Cor test between Airport and RoomRent

cor.test(hot1$RoomRent,hot1$Airport)
## 
##  Pearson's product-moment correlation
## 
## data:  hot1$RoomRent and hot1$Airport
## t = 5.7183, df = 13230, p-value = 1.099e-08
## alternative hypothesis: true correlation is not equal to 0
## 95 percent confidence interval:
##  0.03264192 0.06663581
## sample estimates:
##        cor 
## 0.04965324

Cor test between StarRating and RoomRent

cor.test(hot1$RoomRent,hot1$StarRating)
## 
##  Pearson's product-moment correlation
## 
## data:  hot1$RoomRent and hot1$StarRating
## t = 45.719, df = 13230, p-value < 2.2e-16
## alternative hypothesis: true correlation is not equal to 0
## 95 percent confidence interval:
##  0.3545660 0.3839956
## sample estimates:
##       cor 
## 0.3693734

Cor test between HotelCapacity and RoomRent

cor.test(hot1$RoomRent,hot1$HotelCapacity)
## 
##  Pearson's product-moment correlation
## 
## data:  hot1$RoomRent and hot1$HotelCapacity
## t = 18.389, df = 13230, p-value < 2.2e-16
## alternative hypothesis: true correlation is not equal to 0
## 95 percent confidence interval:
##  0.1412142 0.1744430
## sample estimates:
##       cor 
## 0.1578733

Appendix 2

T-test

T- test between RoomRent and HasSwimmingPool

2 Tail test

Ho:-There is no significant difference between the Room Rent of Hotels with swimmin pool and hotels without swimmin pool
H1:-There is a significant difference between the Room Rent of Hotels with swimmin pool and hotels without swimmin pool

t.test(hot1$RoomRent[hot1$HasSwimmingPool==0],hot1$RoomRent[hot1$HasSwimmingPool==1])
## 
##  Welch Two Sample t-test
## 
## data:  hot1$RoomRent[hot1$HasSwimmingPool == 0] and hot1$RoomRent[hot1$HasSwimmingPool == 1]
## t = -29.013, df = 5011.3, p-value < 2.2e-16
## alternative hypothesis: true difference in means is not equal to 0
## 95 percent confidence interval:
##  -5096.030 -4450.942
## sample estimates:
## mean of x mean of y 
##  3775.566  8549.052

Inference:-Since p-vale<0.05, we accept H1,hence, there is a significant difference between the Room Rent of Hotels with swimming pool and hotels without swimming pool. ####1 Tail T-Test Ho:-There is no significant difference between the Room Rent of Hotels with swimming pool and hotels without swimmin pool
H1:-The Room Rent of Hotels with swimming pool is greater than the room rent of hotels without swimming pool

t.test(hot1$RoomRent[hot1$HasSwimmingPool==0],hot1$RoomRent[hot1$HasSwimmingPool==1],alternative = "less")
## 
##  Welch Two Sample t-test
## 
## data:  hot1$RoomRent[hot1$HasSwimmingPool == 0] and hot1$RoomRent[hot1$HasSwimmingPool == 1]
## t = -29.013, df = 5011.3, p-value < 2.2e-16
## alternative hypothesis: true difference in means is less than 0
## 95 percent confidence interval:
##       -Inf -4502.814
## sample estimates:
## mean of x mean of y 
##  3775.566  8549.052

Inference:-Since p-vale<0.05, we accept H1,hence the Room Rent of Hotels with swimming pool is greater than the room rent of hotels without swimming pool.
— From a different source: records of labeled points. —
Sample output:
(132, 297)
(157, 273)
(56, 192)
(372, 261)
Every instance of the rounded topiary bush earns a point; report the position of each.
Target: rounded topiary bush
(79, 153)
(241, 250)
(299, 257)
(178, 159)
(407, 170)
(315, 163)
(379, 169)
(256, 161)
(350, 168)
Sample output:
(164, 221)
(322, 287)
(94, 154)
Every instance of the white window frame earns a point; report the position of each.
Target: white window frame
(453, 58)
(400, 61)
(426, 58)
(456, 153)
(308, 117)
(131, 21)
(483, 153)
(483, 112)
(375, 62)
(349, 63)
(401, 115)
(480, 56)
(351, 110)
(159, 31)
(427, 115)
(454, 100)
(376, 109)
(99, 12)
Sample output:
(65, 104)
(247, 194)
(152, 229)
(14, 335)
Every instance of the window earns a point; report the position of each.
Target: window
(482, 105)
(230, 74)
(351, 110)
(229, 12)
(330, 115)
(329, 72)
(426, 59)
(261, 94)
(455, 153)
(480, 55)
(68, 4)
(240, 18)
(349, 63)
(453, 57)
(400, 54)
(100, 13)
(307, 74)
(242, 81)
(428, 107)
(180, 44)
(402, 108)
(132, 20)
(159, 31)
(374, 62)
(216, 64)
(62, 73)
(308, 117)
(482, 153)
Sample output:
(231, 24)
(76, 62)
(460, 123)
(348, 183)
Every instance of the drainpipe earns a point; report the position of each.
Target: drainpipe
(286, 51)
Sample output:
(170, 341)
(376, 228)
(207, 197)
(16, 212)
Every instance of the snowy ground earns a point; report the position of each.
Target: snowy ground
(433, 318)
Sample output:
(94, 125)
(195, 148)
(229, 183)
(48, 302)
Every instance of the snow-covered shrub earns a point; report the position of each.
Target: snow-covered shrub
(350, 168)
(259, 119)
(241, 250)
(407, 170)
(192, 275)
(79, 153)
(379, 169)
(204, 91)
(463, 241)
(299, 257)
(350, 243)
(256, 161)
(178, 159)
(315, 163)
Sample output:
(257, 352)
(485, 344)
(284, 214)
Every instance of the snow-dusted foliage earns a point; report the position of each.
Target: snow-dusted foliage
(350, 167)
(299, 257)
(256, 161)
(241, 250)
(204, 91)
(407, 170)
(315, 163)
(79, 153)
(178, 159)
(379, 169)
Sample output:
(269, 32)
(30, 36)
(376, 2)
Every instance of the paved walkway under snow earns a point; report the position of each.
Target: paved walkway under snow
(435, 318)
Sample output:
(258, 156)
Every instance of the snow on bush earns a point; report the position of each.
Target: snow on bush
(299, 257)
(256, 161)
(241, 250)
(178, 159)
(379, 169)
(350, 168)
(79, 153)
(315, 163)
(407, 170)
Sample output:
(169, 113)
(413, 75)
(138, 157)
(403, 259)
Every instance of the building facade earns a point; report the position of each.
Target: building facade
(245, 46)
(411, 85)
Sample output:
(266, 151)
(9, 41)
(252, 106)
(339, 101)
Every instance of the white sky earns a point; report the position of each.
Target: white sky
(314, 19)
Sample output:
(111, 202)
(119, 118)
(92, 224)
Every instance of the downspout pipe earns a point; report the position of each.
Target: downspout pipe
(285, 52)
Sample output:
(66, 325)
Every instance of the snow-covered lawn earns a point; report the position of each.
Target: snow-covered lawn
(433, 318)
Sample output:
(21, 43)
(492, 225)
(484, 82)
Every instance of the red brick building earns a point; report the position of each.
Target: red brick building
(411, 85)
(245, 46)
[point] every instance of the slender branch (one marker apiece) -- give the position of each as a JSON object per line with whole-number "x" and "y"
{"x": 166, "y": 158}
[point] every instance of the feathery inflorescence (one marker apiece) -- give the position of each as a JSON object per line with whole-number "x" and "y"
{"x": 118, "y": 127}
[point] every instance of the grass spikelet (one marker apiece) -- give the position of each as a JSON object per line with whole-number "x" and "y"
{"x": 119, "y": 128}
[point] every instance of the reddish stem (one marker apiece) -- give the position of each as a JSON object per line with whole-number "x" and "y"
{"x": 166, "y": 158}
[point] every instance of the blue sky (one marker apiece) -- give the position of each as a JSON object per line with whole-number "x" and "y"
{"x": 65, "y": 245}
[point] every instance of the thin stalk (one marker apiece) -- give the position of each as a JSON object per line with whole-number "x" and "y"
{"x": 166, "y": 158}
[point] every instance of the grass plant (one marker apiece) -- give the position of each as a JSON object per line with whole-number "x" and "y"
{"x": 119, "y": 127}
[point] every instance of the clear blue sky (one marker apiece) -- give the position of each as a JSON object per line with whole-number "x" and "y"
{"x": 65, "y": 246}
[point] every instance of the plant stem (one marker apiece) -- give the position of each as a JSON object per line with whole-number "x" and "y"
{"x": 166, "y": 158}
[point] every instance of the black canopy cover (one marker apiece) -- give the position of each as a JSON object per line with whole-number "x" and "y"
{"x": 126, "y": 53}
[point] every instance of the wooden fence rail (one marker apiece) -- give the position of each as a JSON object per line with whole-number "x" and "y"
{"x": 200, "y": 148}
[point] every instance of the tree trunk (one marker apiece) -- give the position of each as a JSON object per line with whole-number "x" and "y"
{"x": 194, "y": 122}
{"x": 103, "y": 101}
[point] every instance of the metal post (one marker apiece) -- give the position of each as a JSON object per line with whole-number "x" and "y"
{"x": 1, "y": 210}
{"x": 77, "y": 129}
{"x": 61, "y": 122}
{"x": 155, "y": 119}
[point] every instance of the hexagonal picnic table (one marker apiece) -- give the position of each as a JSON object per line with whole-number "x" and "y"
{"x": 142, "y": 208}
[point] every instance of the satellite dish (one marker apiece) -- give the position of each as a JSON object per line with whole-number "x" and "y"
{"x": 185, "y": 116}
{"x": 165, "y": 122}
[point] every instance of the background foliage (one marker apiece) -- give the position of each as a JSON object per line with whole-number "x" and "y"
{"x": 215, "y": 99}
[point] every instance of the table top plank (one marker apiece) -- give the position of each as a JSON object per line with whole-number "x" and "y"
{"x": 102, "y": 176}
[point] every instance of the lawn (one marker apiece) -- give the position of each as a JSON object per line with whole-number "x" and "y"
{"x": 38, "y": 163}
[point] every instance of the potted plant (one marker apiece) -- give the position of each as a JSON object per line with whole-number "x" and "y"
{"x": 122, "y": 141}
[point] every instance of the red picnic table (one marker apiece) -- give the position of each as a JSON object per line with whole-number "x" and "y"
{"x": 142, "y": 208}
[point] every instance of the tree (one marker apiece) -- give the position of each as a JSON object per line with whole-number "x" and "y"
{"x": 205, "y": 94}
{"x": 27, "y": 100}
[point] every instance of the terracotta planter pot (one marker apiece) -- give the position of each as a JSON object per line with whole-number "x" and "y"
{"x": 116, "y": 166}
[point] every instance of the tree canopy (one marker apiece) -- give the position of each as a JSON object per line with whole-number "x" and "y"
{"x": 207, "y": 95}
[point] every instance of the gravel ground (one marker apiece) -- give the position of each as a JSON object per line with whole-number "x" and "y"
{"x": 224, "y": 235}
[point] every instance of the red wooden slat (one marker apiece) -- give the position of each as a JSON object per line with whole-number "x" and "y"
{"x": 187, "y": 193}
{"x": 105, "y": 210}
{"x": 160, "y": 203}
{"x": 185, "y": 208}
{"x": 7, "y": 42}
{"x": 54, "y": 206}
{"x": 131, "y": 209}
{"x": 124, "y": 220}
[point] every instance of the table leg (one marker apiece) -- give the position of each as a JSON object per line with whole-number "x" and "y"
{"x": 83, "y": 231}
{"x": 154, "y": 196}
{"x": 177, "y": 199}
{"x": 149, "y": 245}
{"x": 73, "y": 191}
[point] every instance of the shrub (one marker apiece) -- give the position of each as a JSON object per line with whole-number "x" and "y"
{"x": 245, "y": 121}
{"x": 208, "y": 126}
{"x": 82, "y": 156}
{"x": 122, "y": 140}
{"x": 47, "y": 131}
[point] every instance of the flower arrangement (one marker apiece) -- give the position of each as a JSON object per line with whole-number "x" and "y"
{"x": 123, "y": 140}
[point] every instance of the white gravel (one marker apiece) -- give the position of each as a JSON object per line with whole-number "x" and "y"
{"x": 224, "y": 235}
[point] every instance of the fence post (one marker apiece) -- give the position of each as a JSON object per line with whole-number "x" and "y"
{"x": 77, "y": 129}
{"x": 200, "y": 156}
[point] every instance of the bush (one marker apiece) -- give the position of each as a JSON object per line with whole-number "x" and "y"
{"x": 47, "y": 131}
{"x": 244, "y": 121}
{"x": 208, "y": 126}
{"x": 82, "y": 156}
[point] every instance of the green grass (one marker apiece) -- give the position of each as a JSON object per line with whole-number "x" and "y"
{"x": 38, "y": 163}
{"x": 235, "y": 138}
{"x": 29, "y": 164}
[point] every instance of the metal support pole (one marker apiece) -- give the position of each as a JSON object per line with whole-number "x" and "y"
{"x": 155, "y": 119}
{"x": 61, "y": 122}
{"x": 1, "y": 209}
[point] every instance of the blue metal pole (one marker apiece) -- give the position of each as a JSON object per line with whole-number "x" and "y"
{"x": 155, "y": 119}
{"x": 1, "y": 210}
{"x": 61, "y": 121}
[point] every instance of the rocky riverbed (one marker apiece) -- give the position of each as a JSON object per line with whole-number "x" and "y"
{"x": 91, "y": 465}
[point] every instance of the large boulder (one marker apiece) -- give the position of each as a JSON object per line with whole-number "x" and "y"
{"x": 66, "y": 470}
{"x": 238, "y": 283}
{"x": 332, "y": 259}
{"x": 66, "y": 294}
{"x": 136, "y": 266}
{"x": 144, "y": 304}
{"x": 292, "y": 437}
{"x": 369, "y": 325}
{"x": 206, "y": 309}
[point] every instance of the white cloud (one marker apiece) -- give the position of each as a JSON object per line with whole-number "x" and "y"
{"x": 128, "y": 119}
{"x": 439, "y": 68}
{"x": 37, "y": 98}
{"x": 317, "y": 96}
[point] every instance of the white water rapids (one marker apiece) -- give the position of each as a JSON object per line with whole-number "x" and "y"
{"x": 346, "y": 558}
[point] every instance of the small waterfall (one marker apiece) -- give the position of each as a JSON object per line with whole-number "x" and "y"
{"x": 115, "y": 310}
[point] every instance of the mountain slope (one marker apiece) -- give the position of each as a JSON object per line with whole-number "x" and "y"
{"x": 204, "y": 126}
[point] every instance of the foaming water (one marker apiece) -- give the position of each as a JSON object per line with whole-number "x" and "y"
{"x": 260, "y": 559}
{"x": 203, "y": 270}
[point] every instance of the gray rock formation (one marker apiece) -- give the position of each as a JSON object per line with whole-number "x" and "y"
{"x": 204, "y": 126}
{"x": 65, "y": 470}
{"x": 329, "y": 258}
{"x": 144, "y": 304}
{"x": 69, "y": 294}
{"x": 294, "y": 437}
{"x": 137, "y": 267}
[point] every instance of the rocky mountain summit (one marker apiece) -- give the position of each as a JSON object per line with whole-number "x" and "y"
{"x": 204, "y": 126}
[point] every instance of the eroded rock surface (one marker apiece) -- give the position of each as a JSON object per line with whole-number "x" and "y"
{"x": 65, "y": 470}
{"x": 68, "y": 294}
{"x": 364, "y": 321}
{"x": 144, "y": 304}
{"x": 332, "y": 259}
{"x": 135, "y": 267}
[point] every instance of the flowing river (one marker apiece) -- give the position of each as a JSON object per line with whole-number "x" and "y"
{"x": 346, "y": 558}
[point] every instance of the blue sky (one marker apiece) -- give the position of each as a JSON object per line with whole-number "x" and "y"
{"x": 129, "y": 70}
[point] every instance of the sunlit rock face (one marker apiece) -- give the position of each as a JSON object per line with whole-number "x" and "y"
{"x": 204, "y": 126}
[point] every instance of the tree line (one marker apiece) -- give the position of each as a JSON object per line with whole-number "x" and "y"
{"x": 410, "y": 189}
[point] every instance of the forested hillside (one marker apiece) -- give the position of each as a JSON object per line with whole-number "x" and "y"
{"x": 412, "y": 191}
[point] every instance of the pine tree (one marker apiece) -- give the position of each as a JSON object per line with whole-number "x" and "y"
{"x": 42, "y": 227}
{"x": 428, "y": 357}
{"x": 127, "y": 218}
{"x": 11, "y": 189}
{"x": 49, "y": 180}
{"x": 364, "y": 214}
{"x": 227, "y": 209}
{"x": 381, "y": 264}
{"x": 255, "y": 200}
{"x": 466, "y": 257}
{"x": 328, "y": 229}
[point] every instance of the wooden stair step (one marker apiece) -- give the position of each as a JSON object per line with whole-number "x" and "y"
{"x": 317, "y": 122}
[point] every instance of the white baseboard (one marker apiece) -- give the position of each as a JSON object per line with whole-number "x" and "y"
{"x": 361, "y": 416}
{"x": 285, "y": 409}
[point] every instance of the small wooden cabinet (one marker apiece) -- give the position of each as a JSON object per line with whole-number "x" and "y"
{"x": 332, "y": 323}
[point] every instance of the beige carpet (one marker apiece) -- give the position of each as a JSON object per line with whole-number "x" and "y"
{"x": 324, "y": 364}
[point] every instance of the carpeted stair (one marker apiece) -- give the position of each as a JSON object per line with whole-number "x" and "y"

T-test between RoomRent and FreeWifi

Ho:-There is no significant difference between the Room Rent of Hotels providing free wifi and those which do not
H1:-There is a significant difference between the Room Rent of Hotels providing free wifi and those which do not

t.test(hot1$RoomRent[hot1$FreeWifi==0],hot1$RoomRent[hot1$FreeWifi==1])
## 
##  Welch Two Sample t-test
## 
## data:  hot1$RoomRent[hot1$FreeWifi == 0] and hot1$RoomRent[hot1$FreeWifi == 1]
## t = -0.76847, df = 1804.7, p-value = 0.4423
## alternative hypothesis: true difference in means is not equal to 0
## 95 percent confidence interval:
##  -360.5977  157.5701
## sample estimates:
## mean of x mean of y 
##  5380.004  5481.518

Inference:-Since p-vale>0.05, we accept Ho,hence there is no significant difference between the Room Rent of Hotels providing free wifi and those which do not.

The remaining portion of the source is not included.